By Claire Cozens
Nepalese police launched massive hunt for Tibetan protesters on October 1, 2009, as China celebrated its National Day. Photo : Lhuboom/RFA
KATHMANDU — As Beijing marked the 60th anniversary of Communist rule last week, police in Nepal quietly rounded up dozens of Tibetan exiles they said were suspected of planning to hold anti-China protests here.
The pre-emptive arrests in early morning raids across the capital Kathmandu were the latest sign of an increasingly hardline approach by Nepalese authorities to the country's Tibetan population.
Nepal is home to around 20,000 exiled Tibetans, who began arriving in large numbers in 1959 after their spiritual leader the Dalai Lama fled Tibet following a failed uprising against the Chinese.
Those who arrived before 1990 were given permission to stay and have often integrated successfully, building profitable businesses selling carpets and other traditional crafts, although they do not have full citizenship rights.
But in recent months the exiles say their lives have become increasingly difficult as Nepal -- reportedly under heavy pressure from Beijing -- has sought to restrict their activities.
Tsering Thundup, a Tibetan craft seller who lives on the outskirts of Kathmandu in an area popular with the exiles, said that there used to be few police officers in his neighbourhood -- but that has changed.
"Nowadays there is a heavy police presence around our area. They conduct regular patrols and interrogate Tibetans," the 45-year-old told AFP.
"My friends have been interrogated by police over the past few months. It has created an atmosphere of fear and I am very unhappy with the way the situation here has changed."
Landlocked Nepal upholds Beijing's "one China" policy -- that Tibet is an integral part of the country -- and has said it will not tolerate anti-China demonstrations.
In August, the government reiterated its opposition to activities aimed at "undermining the friendship between the two countries," seeking to preserve friendly ties with its northern neighbour, a major aid donor.
"Nepal only survives on the goodwill of China and India, and China's condition is that the government should impose restrictions on Tibetans living here," said one Tibetan community leader, who asked not to be named.
Ties between Nepal and China have strengthened in recent years as the influence of the former rebel Maoists has grown here.
Maoist leader and former prime minister Pushpa Kamal Dahal broke with tradition last year by attending the Olympic Games in Beijing before he visited New Delhi -- a move widely seen as a sign of a shift in power.
"The Maoist-led government allowed Chinese diplomats extraordinary and extrajudicial influence in dealing with Tibetan issues in Nepal," the Washington-based International Campaign for Tibet said in a recent report.
"Chinese embassy personnel were witnessed and photographed working behind police lines guiding the handling of protests and arrests of demonstrators, even going so far as to direct the positioning of Nepalese police officers."

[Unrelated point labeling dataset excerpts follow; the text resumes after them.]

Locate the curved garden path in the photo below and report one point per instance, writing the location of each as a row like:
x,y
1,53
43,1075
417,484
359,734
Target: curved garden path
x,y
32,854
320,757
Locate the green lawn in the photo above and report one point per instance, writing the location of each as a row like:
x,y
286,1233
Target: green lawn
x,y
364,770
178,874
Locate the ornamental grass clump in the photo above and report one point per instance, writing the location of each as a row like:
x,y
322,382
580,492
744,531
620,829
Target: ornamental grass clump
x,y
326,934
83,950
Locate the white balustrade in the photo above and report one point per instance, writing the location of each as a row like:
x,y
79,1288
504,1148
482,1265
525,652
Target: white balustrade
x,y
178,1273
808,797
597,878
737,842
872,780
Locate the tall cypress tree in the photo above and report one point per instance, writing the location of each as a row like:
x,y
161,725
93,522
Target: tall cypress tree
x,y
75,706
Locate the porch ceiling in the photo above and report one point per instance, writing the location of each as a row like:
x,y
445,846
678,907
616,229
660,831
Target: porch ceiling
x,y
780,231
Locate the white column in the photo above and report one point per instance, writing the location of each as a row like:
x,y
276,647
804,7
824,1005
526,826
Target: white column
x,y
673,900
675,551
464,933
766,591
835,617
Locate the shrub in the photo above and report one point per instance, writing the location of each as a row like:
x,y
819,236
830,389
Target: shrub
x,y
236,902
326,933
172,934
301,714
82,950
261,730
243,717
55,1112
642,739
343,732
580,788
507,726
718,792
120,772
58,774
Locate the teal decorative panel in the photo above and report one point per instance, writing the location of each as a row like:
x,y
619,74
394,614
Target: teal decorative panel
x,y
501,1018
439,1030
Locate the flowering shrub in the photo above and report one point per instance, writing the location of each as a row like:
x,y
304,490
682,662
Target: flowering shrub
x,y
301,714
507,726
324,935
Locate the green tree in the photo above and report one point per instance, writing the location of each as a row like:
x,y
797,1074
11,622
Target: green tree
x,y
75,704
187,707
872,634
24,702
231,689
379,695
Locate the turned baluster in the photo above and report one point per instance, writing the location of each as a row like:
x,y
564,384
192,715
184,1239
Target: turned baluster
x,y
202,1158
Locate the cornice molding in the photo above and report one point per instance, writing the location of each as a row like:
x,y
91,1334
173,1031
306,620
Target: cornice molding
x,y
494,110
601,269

Activists say this trend has continued under the new government, formed after the fall of the Maoist-led administration in May.
Kalsang Dhundup, who was born in Nepal to Tibetan parents and runs a Tibetan youth group here, said the exiles now risked being arrested for wearing a "Free Tibet" t-shirt or walking the streets in groups.
"Since last year, when there were a lot of protests (against China), the police have taken a much harder line," the 37-year-old told AFP.
"I now get telephone calls every day from the police asking me where I am and what I am doing. Things have become very difficult."
In 1989, Nepal barred further Tibetans from settling in the country but adopted an informal policy of allowing them to transit through on their way elsewhere, according to the UN Refugee Agency.
Activists now say that since the March 2008 riots in the Tibetan capital of Lhasa, the number of people travelling through Nepal from Tibet has slowed dramatically.
Some 2,500 people used to make the dangerous trip from Chinese-controlled Tibet to Nepal every year on their way to India to join the Dalai Lama.
But just 500 have done so this year, and plans revealed this week by Nepal's home minister to bolster security along the northern border with China could restrict arrivals further still.
Diplomats in Kathmandu say the "line in the sand" for the international community would be the forcible repatriation of Tibetans who have fled over the border to Nepal.
For now, there appears little prospect of that happening. But for Nepal's Tibetan community, life appears increasingly uncertain.